Figure 2: Temperature vs Time Plot of Răcire 5L 2-8°C tested with various payloads. The empty product loads (3A, 4A) spike up in temperature initially, eventually fall below the water-filled payloads (1A, 2A), then cross back over the water-filled loads as the systems fully exhaust their heat storage capacity

In summary, understanding how a product load might impact the performance of a packaging design is to understand what the product is, how it’s packed, space relative to the total available space that the product occupies, and the performance characteristics of the packaging design. The idea is not to get so specific that you send out vials and cartons for thermal analysis or spend time researching material properties in your engineering handbook (unless you intend on doing thermal modelling). Instead the idea is to understand the forces at play and to recognise what is representative and what is worst-case, depending on the risk profile of your product, shipment, lane, etc.
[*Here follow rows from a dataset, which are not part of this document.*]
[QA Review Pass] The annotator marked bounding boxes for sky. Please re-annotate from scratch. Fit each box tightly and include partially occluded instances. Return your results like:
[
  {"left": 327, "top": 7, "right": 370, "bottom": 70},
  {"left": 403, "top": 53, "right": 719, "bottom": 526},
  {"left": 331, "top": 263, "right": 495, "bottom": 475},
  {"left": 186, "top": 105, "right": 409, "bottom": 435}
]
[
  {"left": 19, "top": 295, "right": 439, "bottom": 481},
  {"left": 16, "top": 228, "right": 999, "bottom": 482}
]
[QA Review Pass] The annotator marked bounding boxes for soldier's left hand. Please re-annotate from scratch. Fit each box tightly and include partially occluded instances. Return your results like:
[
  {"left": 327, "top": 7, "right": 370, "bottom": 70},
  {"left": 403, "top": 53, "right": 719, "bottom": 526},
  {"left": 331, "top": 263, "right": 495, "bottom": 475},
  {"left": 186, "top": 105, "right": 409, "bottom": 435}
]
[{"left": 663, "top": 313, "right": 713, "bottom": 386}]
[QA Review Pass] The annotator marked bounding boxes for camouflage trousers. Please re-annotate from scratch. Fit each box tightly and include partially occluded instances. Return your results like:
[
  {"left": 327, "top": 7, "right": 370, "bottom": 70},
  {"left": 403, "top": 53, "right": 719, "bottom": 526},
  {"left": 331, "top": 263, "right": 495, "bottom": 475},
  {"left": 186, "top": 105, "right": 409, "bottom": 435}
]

More importantly, it is to be aware to ask how a given packaging solution was qualified and to determine if the product loads used are effective analogs to your product. At the end of the day, the pharma professionals responsible for management and execution of shipping temperature-sensitive drug product seek to put in place packaging and processes to manage the safe transit of their therapies. Product load can be one of the hidden variables that could cause excursions and/or explain differences between laboratory and in-field performance. While not a panacea, understanding the nature of the product(s) to be shipped is part of the overall puzzle pharma professionals may want to consider as they look to effectively manage risk and put in place the best overall solution(s).